Ostensibly, this looks like a perfect scenario. Businesses, PE Firms, LPs and society at large benefit from this more conscious and responsible flow of money. However, this scenario can only be truly achieved if this social conscience is an inherent, inextricable part of a PE firm’s culture, rather than reflexive attempt to respond to an emerging zeitgeist. To fully realise the potential of impact investing, PE firms must shift not only where they deploy their money but also become more sophisticated in how they build an investment thesis that deeply connects to the psychology of all company constituents and the public. No small feat.
What leadership skills and culture change are needed?
If PE Firms are to see the double benefit of impact funds, leadership needs to be beyond reproach, and they must dually promote a drive for value and values. The DNA and mindset of PE cultures and their leaders must evolve in order to rise to the challenge of a rapidly changing landscape.

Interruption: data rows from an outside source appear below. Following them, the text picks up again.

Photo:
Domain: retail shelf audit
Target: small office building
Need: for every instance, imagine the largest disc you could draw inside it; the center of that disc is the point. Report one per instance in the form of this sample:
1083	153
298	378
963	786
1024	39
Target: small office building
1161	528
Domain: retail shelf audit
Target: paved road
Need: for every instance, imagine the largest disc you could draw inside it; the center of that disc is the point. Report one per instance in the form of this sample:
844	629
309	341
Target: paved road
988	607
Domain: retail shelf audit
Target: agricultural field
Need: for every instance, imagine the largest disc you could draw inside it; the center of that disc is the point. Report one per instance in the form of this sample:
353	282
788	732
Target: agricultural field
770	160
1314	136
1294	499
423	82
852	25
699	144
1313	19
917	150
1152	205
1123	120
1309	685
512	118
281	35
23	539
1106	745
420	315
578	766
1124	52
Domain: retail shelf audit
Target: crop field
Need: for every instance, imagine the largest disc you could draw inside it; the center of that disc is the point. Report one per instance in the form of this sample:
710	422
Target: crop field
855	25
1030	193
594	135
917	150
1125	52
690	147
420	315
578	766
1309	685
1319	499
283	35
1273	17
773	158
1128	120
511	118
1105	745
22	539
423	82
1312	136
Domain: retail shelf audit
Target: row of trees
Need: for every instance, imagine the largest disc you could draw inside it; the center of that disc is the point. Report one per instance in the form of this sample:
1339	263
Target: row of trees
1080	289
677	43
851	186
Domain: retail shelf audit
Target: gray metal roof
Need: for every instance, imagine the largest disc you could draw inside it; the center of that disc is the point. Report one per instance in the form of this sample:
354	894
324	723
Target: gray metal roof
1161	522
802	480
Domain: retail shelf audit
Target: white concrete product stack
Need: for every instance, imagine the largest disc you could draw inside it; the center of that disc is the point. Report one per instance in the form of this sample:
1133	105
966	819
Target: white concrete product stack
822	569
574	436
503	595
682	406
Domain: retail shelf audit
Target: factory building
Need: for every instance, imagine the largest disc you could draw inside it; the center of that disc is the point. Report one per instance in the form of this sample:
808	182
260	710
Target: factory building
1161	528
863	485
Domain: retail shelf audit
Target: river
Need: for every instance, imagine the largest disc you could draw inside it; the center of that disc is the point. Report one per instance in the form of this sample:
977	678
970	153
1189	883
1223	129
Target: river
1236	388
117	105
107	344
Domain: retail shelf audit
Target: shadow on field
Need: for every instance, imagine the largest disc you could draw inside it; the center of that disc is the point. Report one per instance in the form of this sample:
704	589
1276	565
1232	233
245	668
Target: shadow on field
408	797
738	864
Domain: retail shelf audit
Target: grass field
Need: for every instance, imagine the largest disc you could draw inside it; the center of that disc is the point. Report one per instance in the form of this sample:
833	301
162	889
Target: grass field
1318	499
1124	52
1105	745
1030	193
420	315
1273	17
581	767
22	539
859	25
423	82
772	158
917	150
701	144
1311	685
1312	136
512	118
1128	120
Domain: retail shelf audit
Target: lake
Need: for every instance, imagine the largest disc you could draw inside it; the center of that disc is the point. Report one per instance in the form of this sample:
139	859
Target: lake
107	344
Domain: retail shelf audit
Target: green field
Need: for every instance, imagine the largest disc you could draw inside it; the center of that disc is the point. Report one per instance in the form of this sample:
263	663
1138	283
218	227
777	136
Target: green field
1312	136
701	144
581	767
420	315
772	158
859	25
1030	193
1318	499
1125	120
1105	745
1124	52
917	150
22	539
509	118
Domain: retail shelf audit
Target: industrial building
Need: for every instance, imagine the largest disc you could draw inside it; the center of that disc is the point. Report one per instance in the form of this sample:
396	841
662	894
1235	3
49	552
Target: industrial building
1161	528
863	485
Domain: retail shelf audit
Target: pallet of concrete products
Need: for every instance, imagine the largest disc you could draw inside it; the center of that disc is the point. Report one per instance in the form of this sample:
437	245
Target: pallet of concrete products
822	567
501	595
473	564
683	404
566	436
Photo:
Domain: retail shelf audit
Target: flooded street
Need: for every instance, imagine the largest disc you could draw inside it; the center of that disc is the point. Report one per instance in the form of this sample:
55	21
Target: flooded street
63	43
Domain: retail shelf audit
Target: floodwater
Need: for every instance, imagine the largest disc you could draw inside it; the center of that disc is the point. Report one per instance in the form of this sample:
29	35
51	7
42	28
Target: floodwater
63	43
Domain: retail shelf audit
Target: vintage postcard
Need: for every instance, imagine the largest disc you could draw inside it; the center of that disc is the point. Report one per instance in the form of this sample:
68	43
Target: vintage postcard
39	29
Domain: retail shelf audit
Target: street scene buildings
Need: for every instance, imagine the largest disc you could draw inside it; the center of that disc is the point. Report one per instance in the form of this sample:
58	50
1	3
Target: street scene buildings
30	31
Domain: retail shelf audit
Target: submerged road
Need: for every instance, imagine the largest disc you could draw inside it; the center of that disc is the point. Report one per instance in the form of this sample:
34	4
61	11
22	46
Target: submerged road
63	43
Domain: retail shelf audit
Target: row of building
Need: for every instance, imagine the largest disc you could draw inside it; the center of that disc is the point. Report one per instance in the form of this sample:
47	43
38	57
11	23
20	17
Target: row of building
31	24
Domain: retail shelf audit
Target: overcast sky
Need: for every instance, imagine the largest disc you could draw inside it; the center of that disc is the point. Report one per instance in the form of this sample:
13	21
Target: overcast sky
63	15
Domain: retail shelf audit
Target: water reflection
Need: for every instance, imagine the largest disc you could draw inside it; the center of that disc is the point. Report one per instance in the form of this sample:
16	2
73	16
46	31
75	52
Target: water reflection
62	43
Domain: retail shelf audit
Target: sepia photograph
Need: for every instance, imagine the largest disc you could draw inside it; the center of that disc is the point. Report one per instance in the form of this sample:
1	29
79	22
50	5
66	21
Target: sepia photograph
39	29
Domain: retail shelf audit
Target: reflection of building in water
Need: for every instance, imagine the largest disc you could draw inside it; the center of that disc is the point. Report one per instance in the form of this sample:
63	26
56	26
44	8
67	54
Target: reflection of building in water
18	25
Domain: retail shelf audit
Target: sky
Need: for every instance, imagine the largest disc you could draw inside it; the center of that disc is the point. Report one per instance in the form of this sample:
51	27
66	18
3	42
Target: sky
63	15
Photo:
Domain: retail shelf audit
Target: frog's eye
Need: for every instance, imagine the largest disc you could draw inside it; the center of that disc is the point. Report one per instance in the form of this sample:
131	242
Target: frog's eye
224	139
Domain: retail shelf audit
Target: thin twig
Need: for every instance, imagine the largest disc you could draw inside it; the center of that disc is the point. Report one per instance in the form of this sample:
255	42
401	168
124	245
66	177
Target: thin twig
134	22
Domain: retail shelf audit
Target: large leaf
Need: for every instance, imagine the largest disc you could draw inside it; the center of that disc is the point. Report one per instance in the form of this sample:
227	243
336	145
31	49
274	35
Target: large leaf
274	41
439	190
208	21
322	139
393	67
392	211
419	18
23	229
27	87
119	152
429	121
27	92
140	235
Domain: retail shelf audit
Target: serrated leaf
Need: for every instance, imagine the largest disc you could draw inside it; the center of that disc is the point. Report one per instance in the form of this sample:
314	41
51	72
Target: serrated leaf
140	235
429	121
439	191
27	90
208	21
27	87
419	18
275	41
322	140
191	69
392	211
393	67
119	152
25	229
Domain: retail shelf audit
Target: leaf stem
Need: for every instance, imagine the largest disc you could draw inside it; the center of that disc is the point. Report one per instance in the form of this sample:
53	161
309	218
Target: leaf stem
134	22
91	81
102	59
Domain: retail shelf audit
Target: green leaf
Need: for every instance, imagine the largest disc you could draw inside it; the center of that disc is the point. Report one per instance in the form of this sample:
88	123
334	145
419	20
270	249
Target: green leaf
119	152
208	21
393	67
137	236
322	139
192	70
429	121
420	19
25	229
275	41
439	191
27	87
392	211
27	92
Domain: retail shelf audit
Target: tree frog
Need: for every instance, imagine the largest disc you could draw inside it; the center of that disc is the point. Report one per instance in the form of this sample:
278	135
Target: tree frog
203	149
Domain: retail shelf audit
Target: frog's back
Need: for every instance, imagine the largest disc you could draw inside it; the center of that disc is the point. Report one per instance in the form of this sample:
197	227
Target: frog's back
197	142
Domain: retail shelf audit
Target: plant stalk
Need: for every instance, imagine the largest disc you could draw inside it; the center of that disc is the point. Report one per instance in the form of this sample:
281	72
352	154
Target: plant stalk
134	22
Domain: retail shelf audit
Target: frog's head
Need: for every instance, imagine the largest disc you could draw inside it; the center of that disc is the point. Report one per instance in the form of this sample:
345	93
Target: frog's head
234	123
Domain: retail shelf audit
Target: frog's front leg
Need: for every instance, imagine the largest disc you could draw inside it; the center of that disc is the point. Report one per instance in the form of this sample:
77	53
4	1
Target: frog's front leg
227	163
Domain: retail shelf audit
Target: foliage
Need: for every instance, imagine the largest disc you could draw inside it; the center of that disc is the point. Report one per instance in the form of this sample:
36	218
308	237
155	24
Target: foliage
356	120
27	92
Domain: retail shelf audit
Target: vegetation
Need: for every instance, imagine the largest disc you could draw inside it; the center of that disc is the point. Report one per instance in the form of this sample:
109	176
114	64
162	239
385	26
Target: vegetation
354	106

This mindset and cultural shift, like any other, is a leadership challenge. Our model of Inclusive Leadership highlights the keys to making the real difference. We have found that Inclusive Leaders focus on:
1. Curiosity – creating the conditions for learning, creative thinking, and openness to new ideas;
2. Courage – embracing the uncomfortable, taking risks, and empowering others; all crucial for leaders who will have to work to evolve a system that has historically produced great results in its previous mode of operating; and
3. Connection – deeply understanding self and others and building bridges for meaningful engagement; a nonnegotiable for investors to understand how to build a value-generating investment thesis that ignites public belief rather than ire
Our data shows that PE leaders score low on the 3Cs of the Inclusive Leadership model with a notable dip in Connection. This is not surprising given the rigid metrics that determine success or failure within the PE sector. Internal rate of return, and multiple of money will always have a high place on the agenda. However, in this brave new world of impact investment and heightened public scrutiny, leadership strategy and talent management approaches need to evolve to drive all the relevant success behaviours in its leaders.
PE has the opportunity to rewrite its own history. Once seen as a value destroyer, stripping companies of assets for profit, the stage is now set for it to balance driving value and driving values. PE leadership needs to deeply embed the values they seek to espouse and create a leadership culture that is open to ideas and investment not solely from a financial returns perspective.
Doing good and doing well are not mutually exclusive.